Towards a degenerate gas of bosonic molecules

Ultracold molecules typically have short lifetimes due to inelastic collisions, motivating recent efforts to engineer repulsive barriers between molecules. Microwave shielding of both bosonic and fermionic molecules has been demonstrated and has enabled the creation of degenerate polar molecular gases [1–3]. In parallel, static electric fields have been used to shield fermionic molecules [4]. Here, we apply a static electric field to bosonic NaRb molecules above a Förster resonance and observe a dramatic suppression of two-body loss. In this regime, molecules thermalize sufficiently rapidly to allow evaporative cooling. Using evaporative cooling, we increase the molecular phase-space density by more than an order of magnitude. However, theoretical considerations suggest that the system will ultimately be limited by three-body loss due to the presence of a bound state [5]. To overcome this limitation and reach molecular degeneracy, we propose a scheme that combines a microwave field with a static electric field above the Förster resonance to suppress three-body loss. Notably, this shielding method is insensitive to the polarization of the microwave field.
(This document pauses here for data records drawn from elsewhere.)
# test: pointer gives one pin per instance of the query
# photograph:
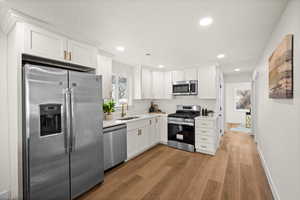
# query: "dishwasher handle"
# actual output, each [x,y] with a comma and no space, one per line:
[114,128]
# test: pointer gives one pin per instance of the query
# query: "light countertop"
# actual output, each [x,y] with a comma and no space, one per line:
[114,122]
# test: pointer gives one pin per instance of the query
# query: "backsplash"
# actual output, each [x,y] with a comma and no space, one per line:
[166,105]
[169,106]
[137,107]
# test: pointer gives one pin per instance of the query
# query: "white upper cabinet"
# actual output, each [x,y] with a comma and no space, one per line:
[43,43]
[40,42]
[167,85]
[104,68]
[190,74]
[207,83]
[185,75]
[137,82]
[158,84]
[146,84]
[82,54]
[178,76]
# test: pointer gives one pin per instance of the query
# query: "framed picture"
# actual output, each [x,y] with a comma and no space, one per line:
[281,70]
[242,99]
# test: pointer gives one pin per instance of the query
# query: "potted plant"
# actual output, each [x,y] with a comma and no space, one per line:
[108,108]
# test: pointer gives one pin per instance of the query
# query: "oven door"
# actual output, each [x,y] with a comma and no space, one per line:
[181,136]
[181,88]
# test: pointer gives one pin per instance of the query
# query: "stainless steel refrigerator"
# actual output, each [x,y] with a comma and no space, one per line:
[63,146]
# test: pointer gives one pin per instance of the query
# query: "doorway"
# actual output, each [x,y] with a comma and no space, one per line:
[238,96]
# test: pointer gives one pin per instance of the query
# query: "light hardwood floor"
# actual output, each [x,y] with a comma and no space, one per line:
[164,173]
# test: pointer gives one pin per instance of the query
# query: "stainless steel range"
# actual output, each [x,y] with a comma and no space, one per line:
[181,127]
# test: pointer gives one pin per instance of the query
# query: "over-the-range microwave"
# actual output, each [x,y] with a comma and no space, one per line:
[185,88]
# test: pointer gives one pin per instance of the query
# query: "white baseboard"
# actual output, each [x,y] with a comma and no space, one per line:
[268,173]
[4,195]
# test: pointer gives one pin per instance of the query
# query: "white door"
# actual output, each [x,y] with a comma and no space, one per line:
[40,42]
[147,84]
[104,68]
[82,54]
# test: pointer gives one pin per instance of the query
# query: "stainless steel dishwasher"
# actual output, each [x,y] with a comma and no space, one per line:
[115,145]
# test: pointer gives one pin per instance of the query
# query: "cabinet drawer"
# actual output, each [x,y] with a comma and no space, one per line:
[204,131]
[205,124]
[206,147]
[205,139]
[137,124]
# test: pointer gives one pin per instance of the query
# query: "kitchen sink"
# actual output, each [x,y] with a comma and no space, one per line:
[128,118]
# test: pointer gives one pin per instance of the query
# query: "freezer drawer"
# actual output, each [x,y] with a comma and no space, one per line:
[115,145]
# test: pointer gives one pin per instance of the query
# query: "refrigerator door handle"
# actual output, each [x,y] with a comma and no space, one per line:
[67,119]
[72,119]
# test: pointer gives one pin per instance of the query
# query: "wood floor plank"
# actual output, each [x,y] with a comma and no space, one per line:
[163,173]
[247,184]
[231,186]
[261,179]
[212,190]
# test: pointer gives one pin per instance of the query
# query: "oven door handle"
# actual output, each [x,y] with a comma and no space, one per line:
[181,123]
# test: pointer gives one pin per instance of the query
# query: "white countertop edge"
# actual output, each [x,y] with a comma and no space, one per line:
[206,118]
[115,122]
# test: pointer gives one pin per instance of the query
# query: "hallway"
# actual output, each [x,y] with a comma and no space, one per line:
[235,173]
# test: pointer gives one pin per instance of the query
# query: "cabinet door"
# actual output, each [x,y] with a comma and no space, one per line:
[190,74]
[132,143]
[167,86]
[143,139]
[158,85]
[164,130]
[146,84]
[104,68]
[178,75]
[82,54]
[137,82]
[207,82]
[40,42]
[158,129]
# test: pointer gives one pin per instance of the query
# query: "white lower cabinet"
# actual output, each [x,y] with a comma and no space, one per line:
[142,135]
[164,129]
[207,137]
[1] Bigagli, N. et al. Nature 631, 289-293 (2024).

[2] Shi, Z. et al. arXiv:2508.20518.

[3] Schindewolf, A. et al. Nature 607, 677-681 (2022).

[4] Li, JR. et al. Nat. Phys. 17, 1144-1148 (2021).

[5] Mukherjee, B. and Hutson J. M., Controlling collisional loss and scattering lengths of ultracold dipolar molecules with static electric fields. Phys. Rev. Research 6, 013145 (2024).